2) I was at a Bible Study that I go to this past thursday, when my friend Rachael came up to me. This study was on the annual summer hiatus prior to the week before, and Rachael missed the first week back, so we'd gone a whole summer and a week without seeing each other. She came up to me and we shared our "oh man, I've missed you"s when she said, "Michelle told me you've lost weight, and you really have! You look great!" I cannot tell you how stoked I get when folks notice. It's like crack for me. (Wait, can I make both a zombie reference, drug reference, AND Biblical references all in the same blog posting?
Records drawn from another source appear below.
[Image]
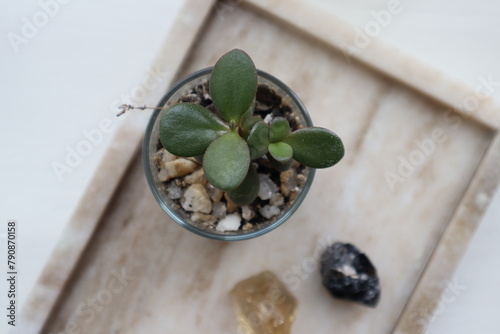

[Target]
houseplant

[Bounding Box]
[131,50,344,240]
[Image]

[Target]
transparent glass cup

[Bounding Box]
[142,67,315,241]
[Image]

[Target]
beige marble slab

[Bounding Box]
[24,0,499,333]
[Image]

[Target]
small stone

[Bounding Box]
[212,202,226,220]
[258,174,278,200]
[229,271,297,334]
[153,148,165,169]
[320,242,380,307]
[241,223,253,231]
[215,213,241,232]
[181,184,212,213]
[165,158,198,178]
[161,149,177,165]
[224,193,240,212]
[280,168,298,196]
[241,205,255,221]
[167,182,183,199]
[297,174,307,187]
[184,168,210,184]
[269,193,285,206]
[205,183,224,203]
[158,168,170,182]
[191,212,217,225]
[259,205,281,219]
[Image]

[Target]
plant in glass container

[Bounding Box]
[123,49,344,240]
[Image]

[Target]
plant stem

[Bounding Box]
[116,104,166,117]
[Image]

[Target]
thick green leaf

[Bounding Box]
[269,117,290,143]
[241,116,262,138]
[284,127,344,168]
[227,165,260,205]
[247,121,269,160]
[269,142,293,163]
[203,131,250,190]
[160,103,229,157]
[210,49,257,123]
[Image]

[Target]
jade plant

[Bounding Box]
[118,49,344,205]
[156,49,344,205]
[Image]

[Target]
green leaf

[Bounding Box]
[247,121,269,160]
[284,127,344,168]
[269,117,290,143]
[203,131,250,190]
[160,103,229,157]
[241,116,262,138]
[210,49,257,123]
[227,165,260,205]
[269,142,293,163]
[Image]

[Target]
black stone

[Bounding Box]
[320,242,380,307]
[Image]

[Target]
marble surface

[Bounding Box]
[0,1,500,333]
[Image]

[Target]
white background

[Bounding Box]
[0,0,500,334]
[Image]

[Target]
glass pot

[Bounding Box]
[142,67,315,241]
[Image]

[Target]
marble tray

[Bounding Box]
[19,0,500,334]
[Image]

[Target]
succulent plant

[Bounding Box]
[160,49,344,205]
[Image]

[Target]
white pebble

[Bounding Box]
[212,202,226,219]
[215,213,241,232]
[241,205,255,221]
[167,182,182,199]
[181,184,212,213]
[259,205,280,219]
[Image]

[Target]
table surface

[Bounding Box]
[0,0,500,333]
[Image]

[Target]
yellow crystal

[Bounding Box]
[229,271,297,334]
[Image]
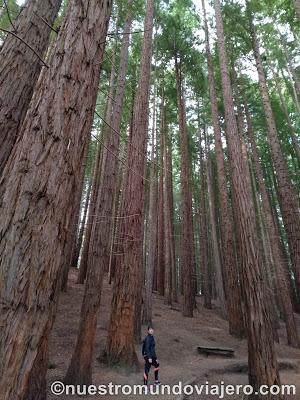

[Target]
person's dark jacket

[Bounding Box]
[143,334,156,358]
I will probably get an email for this.) I said, "Yeah, I've been working really hard at it", and she said, "Yeah, I've been following on Facebook, but then noticed that you stopped talking about it".

I swear to you, it was like lightening struck my head right then and there. Some folks get light bulbs, I get lightening bolts. I said, "Really? I figured folks were getting tired of me constantly talking about going to the gym", and her reply was priceless, "Actually, no, I was really encouraged by it".

So at that moment I knew, The Incredibly Shrinking Kelly would have to begin again. And there would be the need for filler posts to talk about the last year of my life, and there would be the need to write often in order to catch everyone up to where I am now, and there would need to continue to be pillows to prop my knee up on (more on that later, but spoiler alert: I done jacked up my IT Band), but it could be done. It could be done because it was something that gave me great joy to do, and encouraged at least Rachael's heart. It could be done because it wasn't the same type of writing I am doing for the 2nd Timothy book at all, and that creative outlet might actually make the other writing better. It could be done because, well, it can be done.

So...I'm stepping up to the microphone to let you in on my weight loss journey yet again. I hope this thing is on, and please, for the love of freedom and children, stay away from the donuts.